Vou deixar claro, o problema do manga (e imagino que seja o problema do gênero como um todo) não é o fato de se construir um conflito sexual em cima de um casal homossexual, mas o fato de se construir esse mesmo conflito sexual, em cima de um outro conflito de questionamento de sexualidade entre o casal.

O conflito homossexual entre o casal é exigido pelo público-alvo pela necessidade da existência de um romance extremamente idealizado, onde os casais vivem as dificuldades e conflitos de um amor que supera até as mais altas barreiras sociais. É um tipo de plot interessante e que seria bem melhor desenvolvido sem a necessidade de apelo a cenas gráficas, estas que acabam criando o tal conflito sexual e que entram em choque com todas as questões desenvolvidas fora delas.

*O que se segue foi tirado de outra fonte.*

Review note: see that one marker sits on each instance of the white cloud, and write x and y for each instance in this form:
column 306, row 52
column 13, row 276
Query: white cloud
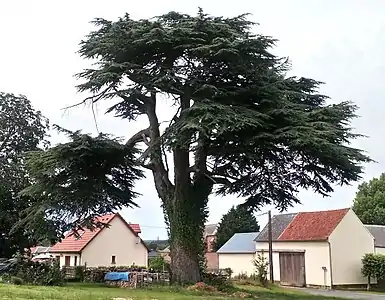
column 338, row 42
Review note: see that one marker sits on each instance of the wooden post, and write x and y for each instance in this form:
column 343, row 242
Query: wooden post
column 270, row 233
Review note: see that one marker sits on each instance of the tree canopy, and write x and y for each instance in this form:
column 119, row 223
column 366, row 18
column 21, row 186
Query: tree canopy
column 241, row 126
column 22, row 129
column 237, row 220
column 369, row 203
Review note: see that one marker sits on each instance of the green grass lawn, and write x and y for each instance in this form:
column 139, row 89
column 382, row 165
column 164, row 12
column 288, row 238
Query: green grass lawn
column 83, row 292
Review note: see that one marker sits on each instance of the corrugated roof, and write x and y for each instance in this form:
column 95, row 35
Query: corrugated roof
column 378, row 232
column 312, row 226
column 240, row 243
column 72, row 243
column 278, row 225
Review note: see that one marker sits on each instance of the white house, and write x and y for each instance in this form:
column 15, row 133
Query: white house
column 118, row 244
column 378, row 232
column 322, row 248
column 238, row 253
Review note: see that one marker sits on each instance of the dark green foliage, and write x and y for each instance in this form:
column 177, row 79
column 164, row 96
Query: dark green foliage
column 81, row 179
column 241, row 126
column 261, row 264
column 369, row 203
column 236, row 220
column 97, row 274
column 38, row 273
column 373, row 266
column 158, row 264
column 221, row 282
column 16, row 280
column 22, row 129
column 79, row 273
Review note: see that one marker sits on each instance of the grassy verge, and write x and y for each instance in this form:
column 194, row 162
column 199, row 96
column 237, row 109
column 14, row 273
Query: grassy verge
column 85, row 292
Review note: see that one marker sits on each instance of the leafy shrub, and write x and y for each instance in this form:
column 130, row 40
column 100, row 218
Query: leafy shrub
column 201, row 286
column 97, row 274
column 158, row 264
column 79, row 273
column 16, row 280
column 37, row 273
column 261, row 264
column 228, row 271
column 373, row 266
column 241, row 276
column 220, row 282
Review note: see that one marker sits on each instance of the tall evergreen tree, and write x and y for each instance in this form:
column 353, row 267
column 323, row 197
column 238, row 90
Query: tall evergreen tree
column 237, row 220
column 22, row 129
column 241, row 127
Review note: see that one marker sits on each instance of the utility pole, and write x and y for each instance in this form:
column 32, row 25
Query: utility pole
column 270, row 237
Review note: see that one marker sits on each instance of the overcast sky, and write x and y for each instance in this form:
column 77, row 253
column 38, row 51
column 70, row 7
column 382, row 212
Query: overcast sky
column 339, row 42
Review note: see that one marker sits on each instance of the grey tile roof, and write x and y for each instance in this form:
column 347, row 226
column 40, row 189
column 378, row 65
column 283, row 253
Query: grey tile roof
column 378, row 232
column 153, row 253
column 240, row 243
column 278, row 225
column 210, row 229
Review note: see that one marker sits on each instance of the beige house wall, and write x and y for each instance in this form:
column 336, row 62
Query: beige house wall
column 116, row 240
column 72, row 258
column 240, row 263
column 316, row 257
column 379, row 250
column 349, row 242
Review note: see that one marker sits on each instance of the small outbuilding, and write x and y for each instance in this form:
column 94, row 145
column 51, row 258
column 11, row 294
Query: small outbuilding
column 321, row 248
column 238, row 253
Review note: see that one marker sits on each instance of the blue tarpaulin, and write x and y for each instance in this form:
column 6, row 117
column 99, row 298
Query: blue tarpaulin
column 117, row 276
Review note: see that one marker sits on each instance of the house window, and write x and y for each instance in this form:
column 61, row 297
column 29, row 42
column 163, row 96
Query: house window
column 67, row 261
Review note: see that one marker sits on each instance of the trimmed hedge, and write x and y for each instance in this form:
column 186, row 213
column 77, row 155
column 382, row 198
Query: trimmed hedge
column 35, row 273
column 97, row 274
column 373, row 266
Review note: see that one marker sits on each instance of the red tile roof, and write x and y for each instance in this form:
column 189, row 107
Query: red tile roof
column 313, row 226
column 71, row 243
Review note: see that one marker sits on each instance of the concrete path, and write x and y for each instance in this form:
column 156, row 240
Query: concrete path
column 345, row 294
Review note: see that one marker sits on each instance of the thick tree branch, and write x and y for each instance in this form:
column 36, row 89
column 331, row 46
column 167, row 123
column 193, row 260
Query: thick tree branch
column 6, row 139
column 161, row 177
column 181, row 157
column 140, row 136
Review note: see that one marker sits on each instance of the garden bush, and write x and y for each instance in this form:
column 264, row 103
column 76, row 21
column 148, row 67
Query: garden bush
column 373, row 266
column 220, row 282
column 158, row 264
column 36, row 273
column 261, row 263
column 96, row 274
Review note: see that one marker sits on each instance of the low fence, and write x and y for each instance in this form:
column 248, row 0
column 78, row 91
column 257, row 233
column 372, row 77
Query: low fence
column 138, row 277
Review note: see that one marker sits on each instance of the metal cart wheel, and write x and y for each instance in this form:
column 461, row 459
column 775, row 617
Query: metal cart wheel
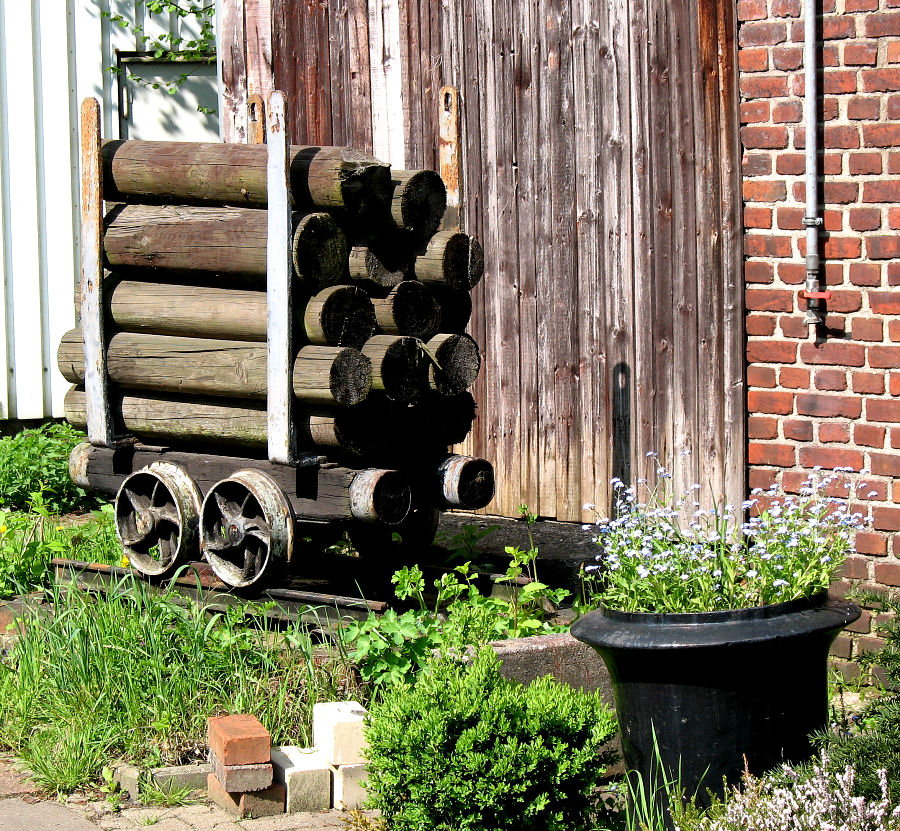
column 246, row 529
column 157, row 512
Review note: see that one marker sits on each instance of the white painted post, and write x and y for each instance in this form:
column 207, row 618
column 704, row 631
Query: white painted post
column 280, row 397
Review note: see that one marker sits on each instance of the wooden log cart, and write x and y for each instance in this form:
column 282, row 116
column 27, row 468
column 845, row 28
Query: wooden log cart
column 260, row 346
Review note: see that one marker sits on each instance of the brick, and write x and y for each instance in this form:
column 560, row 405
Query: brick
column 834, row 353
column 757, row 217
column 870, row 383
column 832, row 431
column 753, row 60
column 761, row 376
column 790, row 164
column 764, row 191
column 872, row 544
column 751, row 10
column 785, row 8
column 868, row 435
column 865, row 274
column 239, row 739
column 267, row 803
column 880, row 80
column 241, row 778
column 762, row 427
column 771, row 352
column 753, row 112
column 306, row 776
column 764, row 86
column 764, row 33
column 760, row 325
column 878, row 409
column 829, row 406
column 885, row 465
column 779, row 455
column 756, row 271
column 830, row 457
column 769, row 300
column 865, row 219
column 860, row 54
column 348, row 791
column 778, row 403
column 883, row 247
column 757, row 164
column 885, row 302
column 767, row 245
column 863, row 163
column 769, row 138
column 787, row 58
column 794, row 378
column 834, row 380
column 882, row 25
column 338, row 731
column 888, row 574
column 838, row 27
column 797, row 429
column 884, row 190
column 881, row 135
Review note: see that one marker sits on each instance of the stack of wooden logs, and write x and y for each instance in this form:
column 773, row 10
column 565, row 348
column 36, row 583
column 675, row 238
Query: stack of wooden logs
column 381, row 301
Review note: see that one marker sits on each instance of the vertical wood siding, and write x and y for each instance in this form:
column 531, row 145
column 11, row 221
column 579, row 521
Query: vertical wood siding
column 600, row 152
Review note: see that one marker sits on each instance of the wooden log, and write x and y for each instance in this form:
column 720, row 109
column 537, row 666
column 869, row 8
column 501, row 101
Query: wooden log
column 455, row 307
column 455, row 362
column 339, row 316
column 464, row 482
column 367, row 267
column 187, row 172
column 229, row 241
column 409, row 309
column 199, row 366
column 419, row 201
column 317, row 493
column 452, row 259
column 398, row 366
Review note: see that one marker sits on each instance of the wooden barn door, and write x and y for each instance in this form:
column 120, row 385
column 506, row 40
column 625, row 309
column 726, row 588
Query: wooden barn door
column 601, row 173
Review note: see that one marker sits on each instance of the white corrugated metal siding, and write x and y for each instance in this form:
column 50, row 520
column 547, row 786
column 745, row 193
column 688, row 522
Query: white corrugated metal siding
column 53, row 53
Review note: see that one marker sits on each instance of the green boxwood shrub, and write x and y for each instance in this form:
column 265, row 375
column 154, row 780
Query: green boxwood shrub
column 465, row 749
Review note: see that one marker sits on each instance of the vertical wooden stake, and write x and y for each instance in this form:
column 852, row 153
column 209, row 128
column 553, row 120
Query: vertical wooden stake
column 256, row 120
column 279, row 400
column 448, row 153
column 99, row 422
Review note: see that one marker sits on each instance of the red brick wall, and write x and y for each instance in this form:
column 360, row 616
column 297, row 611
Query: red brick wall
column 835, row 402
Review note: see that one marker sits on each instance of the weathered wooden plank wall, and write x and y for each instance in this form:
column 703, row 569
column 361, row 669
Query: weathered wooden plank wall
column 600, row 171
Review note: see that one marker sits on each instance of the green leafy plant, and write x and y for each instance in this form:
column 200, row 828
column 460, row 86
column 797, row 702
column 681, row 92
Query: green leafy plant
column 465, row 749
column 666, row 554
column 37, row 461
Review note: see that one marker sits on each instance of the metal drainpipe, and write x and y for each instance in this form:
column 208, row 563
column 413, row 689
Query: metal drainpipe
column 811, row 220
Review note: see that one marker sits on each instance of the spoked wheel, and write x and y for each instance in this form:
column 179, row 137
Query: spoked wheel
column 157, row 513
column 246, row 529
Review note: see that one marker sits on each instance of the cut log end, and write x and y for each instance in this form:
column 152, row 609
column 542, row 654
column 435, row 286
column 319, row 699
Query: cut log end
column 455, row 362
column 340, row 316
column 319, row 251
column 409, row 309
column 380, row 496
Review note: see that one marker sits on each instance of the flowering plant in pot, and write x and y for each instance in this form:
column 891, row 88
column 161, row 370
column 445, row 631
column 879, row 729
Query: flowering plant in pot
column 716, row 629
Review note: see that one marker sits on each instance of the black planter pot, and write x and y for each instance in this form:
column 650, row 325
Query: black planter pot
column 716, row 687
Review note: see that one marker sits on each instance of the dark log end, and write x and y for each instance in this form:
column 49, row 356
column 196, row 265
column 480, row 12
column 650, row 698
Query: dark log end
column 351, row 377
column 455, row 363
column 420, row 199
column 410, row 309
column 319, row 251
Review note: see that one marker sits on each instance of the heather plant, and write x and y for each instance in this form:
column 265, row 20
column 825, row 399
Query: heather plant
column 664, row 553
column 823, row 800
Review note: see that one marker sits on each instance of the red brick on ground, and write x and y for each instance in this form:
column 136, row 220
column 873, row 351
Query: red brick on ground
column 239, row 740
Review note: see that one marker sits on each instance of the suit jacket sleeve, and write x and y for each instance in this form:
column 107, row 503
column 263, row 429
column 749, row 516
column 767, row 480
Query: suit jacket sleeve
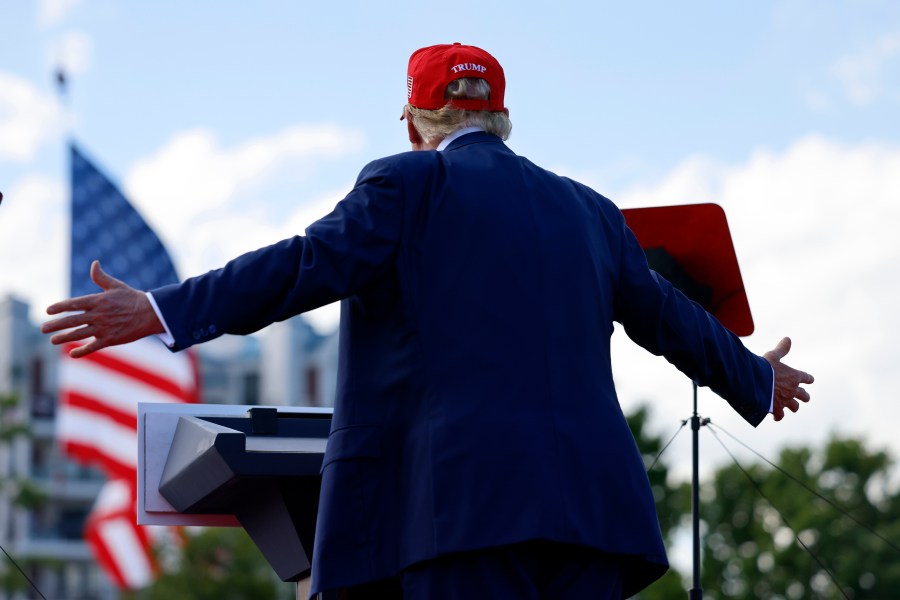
column 660, row 318
column 339, row 254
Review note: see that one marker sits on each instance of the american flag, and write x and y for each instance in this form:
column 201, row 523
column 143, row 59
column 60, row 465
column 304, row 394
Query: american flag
column 97, row 417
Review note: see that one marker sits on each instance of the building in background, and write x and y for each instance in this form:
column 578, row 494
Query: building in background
column 289, row 363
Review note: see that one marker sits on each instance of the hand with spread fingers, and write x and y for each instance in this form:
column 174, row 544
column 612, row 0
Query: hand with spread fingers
column 117, row 315
column 787, row 381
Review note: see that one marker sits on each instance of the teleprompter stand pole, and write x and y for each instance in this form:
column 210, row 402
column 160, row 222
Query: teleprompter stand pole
column 696, row 592
column 690, row 245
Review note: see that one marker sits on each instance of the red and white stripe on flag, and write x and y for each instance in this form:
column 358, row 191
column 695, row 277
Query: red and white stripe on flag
column 99, row 394
column 97, row 424
column 121, row 546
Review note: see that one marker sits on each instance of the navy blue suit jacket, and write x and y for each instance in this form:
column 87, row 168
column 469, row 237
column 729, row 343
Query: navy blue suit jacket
column 475, row 402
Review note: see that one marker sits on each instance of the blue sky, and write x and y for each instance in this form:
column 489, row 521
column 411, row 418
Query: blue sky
column 233, row 124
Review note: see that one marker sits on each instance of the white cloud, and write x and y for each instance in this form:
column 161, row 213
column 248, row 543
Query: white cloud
column 54, row 12
column 27, row 118
column 34, row 240
column 204, row 198
column 865, row 73
column 72, row 52
column 814, row 228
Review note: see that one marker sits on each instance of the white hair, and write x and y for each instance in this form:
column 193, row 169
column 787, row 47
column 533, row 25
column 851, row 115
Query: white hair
column 437, row 124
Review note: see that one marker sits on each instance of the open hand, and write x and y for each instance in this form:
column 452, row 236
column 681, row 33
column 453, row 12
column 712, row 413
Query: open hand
column 787, row 381
column 118, row 315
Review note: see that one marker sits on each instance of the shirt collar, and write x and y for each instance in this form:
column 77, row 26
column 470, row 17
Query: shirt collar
column 458, row 133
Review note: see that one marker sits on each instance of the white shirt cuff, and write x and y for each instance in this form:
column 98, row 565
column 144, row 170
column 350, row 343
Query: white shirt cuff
column 166, row 338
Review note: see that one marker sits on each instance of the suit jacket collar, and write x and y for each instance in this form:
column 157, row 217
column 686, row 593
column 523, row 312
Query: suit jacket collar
column 477, row 137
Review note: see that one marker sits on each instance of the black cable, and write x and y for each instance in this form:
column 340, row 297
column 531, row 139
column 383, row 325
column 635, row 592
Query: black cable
column 672, row 439
column 815, row 493
column 27, row 578
column 783, row 518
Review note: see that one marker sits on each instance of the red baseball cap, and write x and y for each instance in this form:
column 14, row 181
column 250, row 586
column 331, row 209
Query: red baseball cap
column 433, row 67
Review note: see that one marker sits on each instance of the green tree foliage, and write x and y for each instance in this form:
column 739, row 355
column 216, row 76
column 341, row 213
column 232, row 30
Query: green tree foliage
column 672, row 501
column 23, row 493
column 759, row 521
column 218, row 563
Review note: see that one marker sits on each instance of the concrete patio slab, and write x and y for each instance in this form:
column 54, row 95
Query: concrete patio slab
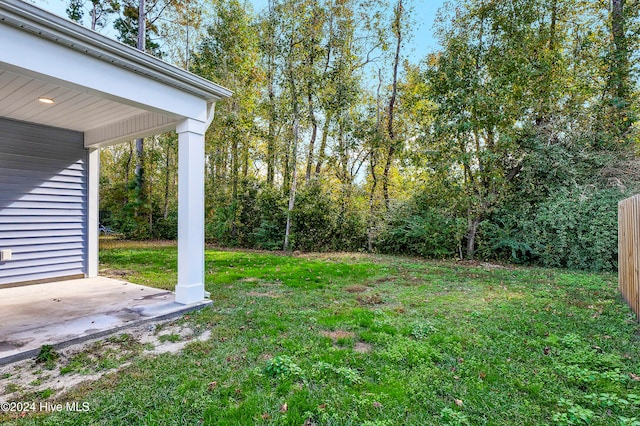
column 68, row 312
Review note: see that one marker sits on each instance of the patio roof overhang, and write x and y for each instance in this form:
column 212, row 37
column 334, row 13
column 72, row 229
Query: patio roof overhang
column 112, row 93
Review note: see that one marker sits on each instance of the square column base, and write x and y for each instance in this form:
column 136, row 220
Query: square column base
column 188, row 294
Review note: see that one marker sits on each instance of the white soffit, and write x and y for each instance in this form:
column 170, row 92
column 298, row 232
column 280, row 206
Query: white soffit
column 72, row 109
column 102, row 87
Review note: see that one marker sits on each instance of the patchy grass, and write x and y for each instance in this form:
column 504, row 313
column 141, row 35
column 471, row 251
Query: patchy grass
column 339, row 339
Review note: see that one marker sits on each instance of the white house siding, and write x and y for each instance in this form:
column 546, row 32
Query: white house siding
column 43, row 202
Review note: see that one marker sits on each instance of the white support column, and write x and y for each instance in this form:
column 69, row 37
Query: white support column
column 190, row 288
column 93, row 211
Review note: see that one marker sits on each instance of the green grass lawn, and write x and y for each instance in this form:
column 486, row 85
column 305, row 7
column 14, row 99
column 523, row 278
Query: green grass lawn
column 354, row 339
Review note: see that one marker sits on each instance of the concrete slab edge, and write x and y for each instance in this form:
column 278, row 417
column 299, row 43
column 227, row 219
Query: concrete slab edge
column 32, row 353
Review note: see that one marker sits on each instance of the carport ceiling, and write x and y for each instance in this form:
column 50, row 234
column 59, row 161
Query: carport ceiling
column 72, row 108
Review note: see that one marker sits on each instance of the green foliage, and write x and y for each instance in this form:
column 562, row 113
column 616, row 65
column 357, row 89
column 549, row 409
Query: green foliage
column 282, row 366
column 574, row 229
column 47, row 356
column 421, row 230
column 453, row 418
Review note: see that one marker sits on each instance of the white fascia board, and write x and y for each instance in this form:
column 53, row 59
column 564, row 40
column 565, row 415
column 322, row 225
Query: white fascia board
column 57, row 30
column 29, row 55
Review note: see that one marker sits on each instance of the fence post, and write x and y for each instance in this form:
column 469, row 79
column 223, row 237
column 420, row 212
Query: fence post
column 629, row 252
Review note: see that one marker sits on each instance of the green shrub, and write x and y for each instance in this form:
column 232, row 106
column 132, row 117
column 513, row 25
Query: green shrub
column 421, row 230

Quando voltei ao twitter para manifestar a minha indignação com a obra, recebi vários comentários de indignação, mas a resposta do amigo Zigfrid resumiu muito bem a minha opinião geral sobre o assunto: “Cara leia algo q fale de sexualidade e não algo que explore a sexualidade pra atrair leitores” (sic). Obras como Hourou Musuko falam sobre sexualidade, praticamente sem nenhum apelo gráfico para o ato em si.

Tudo bem que não vou ser hipócrita a ponto de dizer que Kyuuso wa Cheese no Yume o Miru explora a sexualidade somente para atrair leitores, mas ele certamente sofre com esse conceito, a ponto de boa parte de seus atributos positivos serem apagados por essa necessidade de fanservice.

Pra terminar (esse post que ficou longo demais), gostaria de dizer que não desisti por completo do gênero. Ainda conheço muito pouco pra poder julgar o yaoi como um todo e realmente acredito que deve existir coisas melhores escondidas por aí. Fica mesmo só essa decepção com uma obra muito bem elogiada, um mangá pseudo, ou seja, tenta ser, mas nunca será e é por isso que eu…

Não recomendo Kyuuso wa Cheese no Yume o Miru.